KF
The medication that I was on made me a completely different person than I normally was. Generally I was shy, and had a hard time coming up with things to say to continue a conversation. On the medication, I was extremely outgoing, without any hesitation and walking up to complete strangers and striking up a conversation. Words just flowed out of my mouth, smoothly, un-pausing, like the flow of a river.
I was hanging out with a buddy one night trying to find some entertainment. He used my cell phone to try to call a female friend of his to see what she was up to with her friends, but no answer.

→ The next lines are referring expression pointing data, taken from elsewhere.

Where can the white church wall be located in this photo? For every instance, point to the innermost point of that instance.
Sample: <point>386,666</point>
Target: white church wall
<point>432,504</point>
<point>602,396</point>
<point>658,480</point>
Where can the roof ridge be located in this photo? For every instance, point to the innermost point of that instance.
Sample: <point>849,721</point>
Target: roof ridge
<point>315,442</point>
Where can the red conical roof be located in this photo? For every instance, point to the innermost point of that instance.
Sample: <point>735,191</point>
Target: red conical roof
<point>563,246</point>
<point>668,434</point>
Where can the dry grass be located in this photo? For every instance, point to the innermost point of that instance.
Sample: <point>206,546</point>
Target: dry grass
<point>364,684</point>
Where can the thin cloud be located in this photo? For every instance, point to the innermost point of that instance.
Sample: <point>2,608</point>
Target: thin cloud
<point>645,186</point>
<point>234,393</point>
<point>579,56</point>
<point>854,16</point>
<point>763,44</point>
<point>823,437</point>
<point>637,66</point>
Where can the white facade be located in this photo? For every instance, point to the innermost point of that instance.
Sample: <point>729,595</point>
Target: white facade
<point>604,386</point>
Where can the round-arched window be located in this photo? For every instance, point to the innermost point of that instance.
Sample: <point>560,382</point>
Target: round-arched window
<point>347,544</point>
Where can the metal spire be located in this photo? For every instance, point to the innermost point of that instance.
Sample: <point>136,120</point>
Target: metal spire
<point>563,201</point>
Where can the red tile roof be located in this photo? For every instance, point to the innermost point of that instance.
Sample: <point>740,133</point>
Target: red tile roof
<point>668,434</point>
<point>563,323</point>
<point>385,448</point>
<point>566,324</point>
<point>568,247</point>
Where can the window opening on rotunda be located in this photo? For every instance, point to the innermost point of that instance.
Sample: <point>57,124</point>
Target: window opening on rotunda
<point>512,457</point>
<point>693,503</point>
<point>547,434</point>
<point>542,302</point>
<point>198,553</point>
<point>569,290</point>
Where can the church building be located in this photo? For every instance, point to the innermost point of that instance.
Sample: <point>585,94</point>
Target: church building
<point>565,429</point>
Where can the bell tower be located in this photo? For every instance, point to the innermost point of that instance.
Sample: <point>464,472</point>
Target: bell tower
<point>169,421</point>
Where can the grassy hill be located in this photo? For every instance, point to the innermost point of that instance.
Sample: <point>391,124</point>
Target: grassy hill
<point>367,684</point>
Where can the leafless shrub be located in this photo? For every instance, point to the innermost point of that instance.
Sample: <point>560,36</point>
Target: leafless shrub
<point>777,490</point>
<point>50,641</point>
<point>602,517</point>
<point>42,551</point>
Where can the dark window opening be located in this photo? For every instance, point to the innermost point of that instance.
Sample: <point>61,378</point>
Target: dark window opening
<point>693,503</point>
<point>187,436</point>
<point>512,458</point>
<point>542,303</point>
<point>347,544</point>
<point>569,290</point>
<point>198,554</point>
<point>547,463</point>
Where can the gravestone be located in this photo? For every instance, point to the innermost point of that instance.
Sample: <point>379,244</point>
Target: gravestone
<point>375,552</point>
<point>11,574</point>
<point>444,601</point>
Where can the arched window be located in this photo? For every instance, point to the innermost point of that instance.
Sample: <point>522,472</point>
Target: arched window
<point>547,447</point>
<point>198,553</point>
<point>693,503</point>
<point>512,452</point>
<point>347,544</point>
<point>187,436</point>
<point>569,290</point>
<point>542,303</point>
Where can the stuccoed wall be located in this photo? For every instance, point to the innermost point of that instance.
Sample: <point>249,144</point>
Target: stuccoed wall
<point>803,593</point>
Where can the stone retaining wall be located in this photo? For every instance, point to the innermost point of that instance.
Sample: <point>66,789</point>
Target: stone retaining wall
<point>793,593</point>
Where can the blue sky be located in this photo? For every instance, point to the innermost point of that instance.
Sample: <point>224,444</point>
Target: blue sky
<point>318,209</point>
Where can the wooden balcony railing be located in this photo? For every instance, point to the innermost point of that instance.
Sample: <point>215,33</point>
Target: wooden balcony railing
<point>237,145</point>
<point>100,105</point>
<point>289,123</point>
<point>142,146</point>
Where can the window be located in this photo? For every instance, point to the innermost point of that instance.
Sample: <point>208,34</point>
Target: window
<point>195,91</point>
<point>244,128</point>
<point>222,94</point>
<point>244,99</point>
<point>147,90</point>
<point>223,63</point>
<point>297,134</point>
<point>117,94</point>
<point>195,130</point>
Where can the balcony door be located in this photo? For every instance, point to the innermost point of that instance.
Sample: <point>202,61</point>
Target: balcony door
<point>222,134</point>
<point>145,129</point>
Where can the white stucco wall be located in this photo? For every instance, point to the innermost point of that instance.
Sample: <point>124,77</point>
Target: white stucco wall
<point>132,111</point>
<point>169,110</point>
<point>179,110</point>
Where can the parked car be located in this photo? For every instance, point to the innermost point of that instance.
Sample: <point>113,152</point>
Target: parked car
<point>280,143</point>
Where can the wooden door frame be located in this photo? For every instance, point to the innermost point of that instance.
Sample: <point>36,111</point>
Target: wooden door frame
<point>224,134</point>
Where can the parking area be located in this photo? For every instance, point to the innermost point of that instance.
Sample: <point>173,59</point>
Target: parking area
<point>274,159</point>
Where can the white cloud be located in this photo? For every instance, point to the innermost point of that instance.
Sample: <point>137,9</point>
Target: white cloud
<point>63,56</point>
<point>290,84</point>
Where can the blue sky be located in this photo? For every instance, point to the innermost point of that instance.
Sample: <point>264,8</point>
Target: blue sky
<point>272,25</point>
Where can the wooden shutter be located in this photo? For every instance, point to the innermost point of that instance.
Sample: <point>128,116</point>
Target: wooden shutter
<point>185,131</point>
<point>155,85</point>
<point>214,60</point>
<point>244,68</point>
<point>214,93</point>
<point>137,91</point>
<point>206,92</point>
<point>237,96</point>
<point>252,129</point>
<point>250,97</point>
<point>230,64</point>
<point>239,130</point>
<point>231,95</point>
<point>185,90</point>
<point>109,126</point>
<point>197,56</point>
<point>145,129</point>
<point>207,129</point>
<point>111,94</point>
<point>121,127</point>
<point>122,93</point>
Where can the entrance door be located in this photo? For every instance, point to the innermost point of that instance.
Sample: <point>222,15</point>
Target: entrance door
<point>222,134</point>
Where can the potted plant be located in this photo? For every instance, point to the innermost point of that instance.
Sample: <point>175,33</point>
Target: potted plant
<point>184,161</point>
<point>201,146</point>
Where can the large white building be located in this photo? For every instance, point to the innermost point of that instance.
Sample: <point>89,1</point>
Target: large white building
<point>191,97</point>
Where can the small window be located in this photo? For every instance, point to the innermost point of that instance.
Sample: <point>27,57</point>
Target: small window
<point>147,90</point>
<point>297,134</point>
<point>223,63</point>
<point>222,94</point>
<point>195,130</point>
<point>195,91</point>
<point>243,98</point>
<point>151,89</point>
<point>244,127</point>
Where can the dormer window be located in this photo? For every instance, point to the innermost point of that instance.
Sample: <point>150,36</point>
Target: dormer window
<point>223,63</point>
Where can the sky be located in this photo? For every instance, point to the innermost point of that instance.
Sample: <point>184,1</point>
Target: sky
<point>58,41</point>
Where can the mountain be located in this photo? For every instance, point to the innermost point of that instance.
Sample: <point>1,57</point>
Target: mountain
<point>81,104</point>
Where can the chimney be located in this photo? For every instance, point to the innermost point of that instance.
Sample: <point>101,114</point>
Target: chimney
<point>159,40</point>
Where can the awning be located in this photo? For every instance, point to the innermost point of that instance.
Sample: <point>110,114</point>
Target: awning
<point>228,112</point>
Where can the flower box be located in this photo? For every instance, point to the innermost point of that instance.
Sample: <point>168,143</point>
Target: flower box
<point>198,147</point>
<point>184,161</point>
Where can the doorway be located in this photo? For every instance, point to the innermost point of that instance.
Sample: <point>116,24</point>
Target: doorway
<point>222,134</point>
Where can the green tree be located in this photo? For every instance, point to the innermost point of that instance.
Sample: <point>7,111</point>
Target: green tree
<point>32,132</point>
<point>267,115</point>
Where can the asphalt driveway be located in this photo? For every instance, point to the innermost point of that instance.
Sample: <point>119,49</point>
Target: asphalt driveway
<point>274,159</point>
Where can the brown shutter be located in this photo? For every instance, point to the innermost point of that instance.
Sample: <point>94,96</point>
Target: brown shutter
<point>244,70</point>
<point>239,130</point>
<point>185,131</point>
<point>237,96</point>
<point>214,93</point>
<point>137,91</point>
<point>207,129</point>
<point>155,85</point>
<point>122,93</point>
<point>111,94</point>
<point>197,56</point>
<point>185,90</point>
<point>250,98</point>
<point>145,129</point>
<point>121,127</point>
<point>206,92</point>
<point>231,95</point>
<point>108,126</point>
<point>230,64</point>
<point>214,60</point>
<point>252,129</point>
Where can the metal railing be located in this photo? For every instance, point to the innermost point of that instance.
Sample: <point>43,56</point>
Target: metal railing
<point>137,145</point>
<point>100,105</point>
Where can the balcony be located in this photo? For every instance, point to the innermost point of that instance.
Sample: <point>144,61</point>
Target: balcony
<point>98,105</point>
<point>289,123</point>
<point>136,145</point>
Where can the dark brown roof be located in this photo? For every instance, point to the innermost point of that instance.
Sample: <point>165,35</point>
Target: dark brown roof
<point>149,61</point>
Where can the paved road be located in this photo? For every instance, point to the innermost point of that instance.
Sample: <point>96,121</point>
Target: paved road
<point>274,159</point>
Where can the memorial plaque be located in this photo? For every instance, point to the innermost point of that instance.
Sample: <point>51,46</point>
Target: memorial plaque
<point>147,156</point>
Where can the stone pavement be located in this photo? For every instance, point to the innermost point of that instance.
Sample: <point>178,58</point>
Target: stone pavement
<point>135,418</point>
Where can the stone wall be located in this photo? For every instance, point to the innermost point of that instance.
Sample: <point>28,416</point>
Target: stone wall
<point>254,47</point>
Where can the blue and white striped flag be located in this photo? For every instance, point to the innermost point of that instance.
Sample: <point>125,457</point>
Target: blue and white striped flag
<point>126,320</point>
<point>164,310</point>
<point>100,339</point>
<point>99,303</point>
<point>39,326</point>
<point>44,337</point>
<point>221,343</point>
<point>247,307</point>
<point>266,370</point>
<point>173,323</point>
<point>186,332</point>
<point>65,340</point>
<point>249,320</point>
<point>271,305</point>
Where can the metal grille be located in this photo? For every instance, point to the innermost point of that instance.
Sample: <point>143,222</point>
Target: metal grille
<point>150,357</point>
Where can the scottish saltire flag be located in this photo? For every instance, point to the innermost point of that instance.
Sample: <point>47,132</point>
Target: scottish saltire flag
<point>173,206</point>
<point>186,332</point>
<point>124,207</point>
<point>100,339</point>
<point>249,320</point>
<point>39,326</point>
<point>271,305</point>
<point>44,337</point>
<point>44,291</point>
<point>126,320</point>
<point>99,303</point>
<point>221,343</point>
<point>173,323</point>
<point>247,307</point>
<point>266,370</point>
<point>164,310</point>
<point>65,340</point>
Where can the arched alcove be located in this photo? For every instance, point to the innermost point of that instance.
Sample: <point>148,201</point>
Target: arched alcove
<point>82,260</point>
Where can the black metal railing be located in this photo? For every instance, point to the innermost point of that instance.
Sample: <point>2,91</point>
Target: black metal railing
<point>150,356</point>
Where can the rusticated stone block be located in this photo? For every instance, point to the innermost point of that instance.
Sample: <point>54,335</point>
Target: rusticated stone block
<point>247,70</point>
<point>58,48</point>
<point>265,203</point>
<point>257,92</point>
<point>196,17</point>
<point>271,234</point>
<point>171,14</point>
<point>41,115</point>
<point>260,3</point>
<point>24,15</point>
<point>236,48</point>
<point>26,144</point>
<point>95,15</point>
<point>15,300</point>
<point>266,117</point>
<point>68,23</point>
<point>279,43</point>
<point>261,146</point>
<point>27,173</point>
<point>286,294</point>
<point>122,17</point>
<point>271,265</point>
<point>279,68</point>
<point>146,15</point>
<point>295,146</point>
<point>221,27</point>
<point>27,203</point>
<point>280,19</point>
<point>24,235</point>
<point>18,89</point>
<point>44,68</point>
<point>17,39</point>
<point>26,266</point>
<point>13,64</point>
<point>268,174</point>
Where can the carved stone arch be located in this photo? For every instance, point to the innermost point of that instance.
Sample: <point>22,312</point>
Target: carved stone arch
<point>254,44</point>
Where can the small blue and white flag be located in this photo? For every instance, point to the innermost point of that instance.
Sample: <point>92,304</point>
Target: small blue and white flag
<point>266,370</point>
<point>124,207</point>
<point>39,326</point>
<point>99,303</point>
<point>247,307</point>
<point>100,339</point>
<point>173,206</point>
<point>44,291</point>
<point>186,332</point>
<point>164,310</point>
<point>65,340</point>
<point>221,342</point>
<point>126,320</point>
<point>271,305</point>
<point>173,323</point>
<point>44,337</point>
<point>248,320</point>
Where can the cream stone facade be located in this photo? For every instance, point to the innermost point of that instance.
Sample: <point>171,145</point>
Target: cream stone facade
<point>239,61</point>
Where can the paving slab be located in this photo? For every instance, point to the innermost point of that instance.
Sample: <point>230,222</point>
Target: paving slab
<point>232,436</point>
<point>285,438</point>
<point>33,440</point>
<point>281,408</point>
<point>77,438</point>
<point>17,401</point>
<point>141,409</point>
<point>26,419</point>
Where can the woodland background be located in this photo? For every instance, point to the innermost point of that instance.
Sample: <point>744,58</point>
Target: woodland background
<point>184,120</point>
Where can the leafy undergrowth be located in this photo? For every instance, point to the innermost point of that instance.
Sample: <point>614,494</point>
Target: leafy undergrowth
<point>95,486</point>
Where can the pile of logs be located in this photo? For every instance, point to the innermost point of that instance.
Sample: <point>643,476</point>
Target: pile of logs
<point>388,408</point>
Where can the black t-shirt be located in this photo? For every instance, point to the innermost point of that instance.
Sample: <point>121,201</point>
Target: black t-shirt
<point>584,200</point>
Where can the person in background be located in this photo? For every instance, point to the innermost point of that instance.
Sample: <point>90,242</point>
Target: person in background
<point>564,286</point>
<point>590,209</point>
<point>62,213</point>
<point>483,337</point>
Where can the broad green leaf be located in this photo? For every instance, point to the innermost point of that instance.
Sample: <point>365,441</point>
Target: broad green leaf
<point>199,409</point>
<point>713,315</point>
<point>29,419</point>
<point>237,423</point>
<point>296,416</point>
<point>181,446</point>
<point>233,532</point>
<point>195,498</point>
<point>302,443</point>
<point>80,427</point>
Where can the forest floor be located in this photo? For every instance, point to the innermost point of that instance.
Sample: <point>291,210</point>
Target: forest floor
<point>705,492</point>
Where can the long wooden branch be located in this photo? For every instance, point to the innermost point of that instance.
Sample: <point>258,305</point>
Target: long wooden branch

The next day she called my cell phone back. The river started flowing and even though my buddy was not with me, I talked her into meeting up with me and grabbing some dinner that night.
Only a few short months after what happened between Janae and I, there was no way I was in the right mindset to get into a relationship of any sort, but along with being outgoing my medication made me careless. She was younger, and I was messed up in the head.
Kathryn and I started dating pretty quickly. I was in the habit of telling the person that I was dating that I loved them. I threw it out there without really even thinking about it, and she knew. She called me out on it in fact, saying that I didn't really love her and that it was out of habit that I said it. She was right, but I continued on with it.
We didn't date very long. Only a couple months. I was working two jobs, and starting to get really busy. I got so busy in fact that I started missing my doctors appointments and could no longer get my medication refilled. When I ran out I reverted by to my old self. The person that I hated. It didn't take long for her to realize the change in me. She broke up with me citing specifically that "I wasn't the same person anymore."
Despite her age, she was very wise. I was no good for her, she thankfully caught on to it quickly and cut it off.